Aimer, c’est se réinventer chaque jour : ‘la femme à conquérir, toujours. L’homme à retenir… c’est dur !’, ‘Oh que j’ai mal d’indifférence..’

Et puis les corps ! Martine en parle avec une finesse qui m’émeut. Car on sent, sous les symboles et les images poétiques, une crudité qui m’interpelle. Et dieu sait (toujours avec un petit d) si sur ce plan, je suis capable de vulgarité gratuite.

Envie de sentir l’étendue de ta délicatesse
Se déposer sur mon ventre consentant
Et de découvrir la profondeur de ma tendresse
Pour t’en recouvrir, homme aimant.’

‘Quand les reins se cambrent
Quand nos corps se mettent en prière’

‘Je-suis-vêtue-je-suis-habillée !
En silence, je te crie, je te hurle : TOU-CHE-MOI !
Déshabille-moi ! Chuuuuut !’
 

Tout est-il de la même eau ? Non. Il y a aussi quelques thèmes différents et même (c’est forcé ) quelques vers que j’ai moins aimés ou pas très bien compris.
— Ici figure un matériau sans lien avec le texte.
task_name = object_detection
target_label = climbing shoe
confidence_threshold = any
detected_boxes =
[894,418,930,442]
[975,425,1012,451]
Comme ces poèmes de Noël par exemple, mais là c’est certainement le bouffeur de curé qui parle.

Citons en vrac parmi mes préférés :
‘Et attendre un peu’, ‘C’est confidentiel’ et surtout ‘Ik houd van toi’ dont on a déjà parlé sur ce forum. Car je m’étais vanté imprudemment de pouvoir le mettre en musique, oubliant qu’il s’agissait de vers libres, donc difficiles, sinon impossibles à mettre en couplets.

Je n’ai jamais rencontré l’auteur, mais j’ai l’impression après avoir lu son
recueil, que je la connais déjà un peu et que les préliminaires ne seront plus vraiment nécessaires lorsque nous nous ferons connaissance. J’ai vu ses taches d’encre et tout psychologue vous dira que les interpréter, c’est se dévoiler.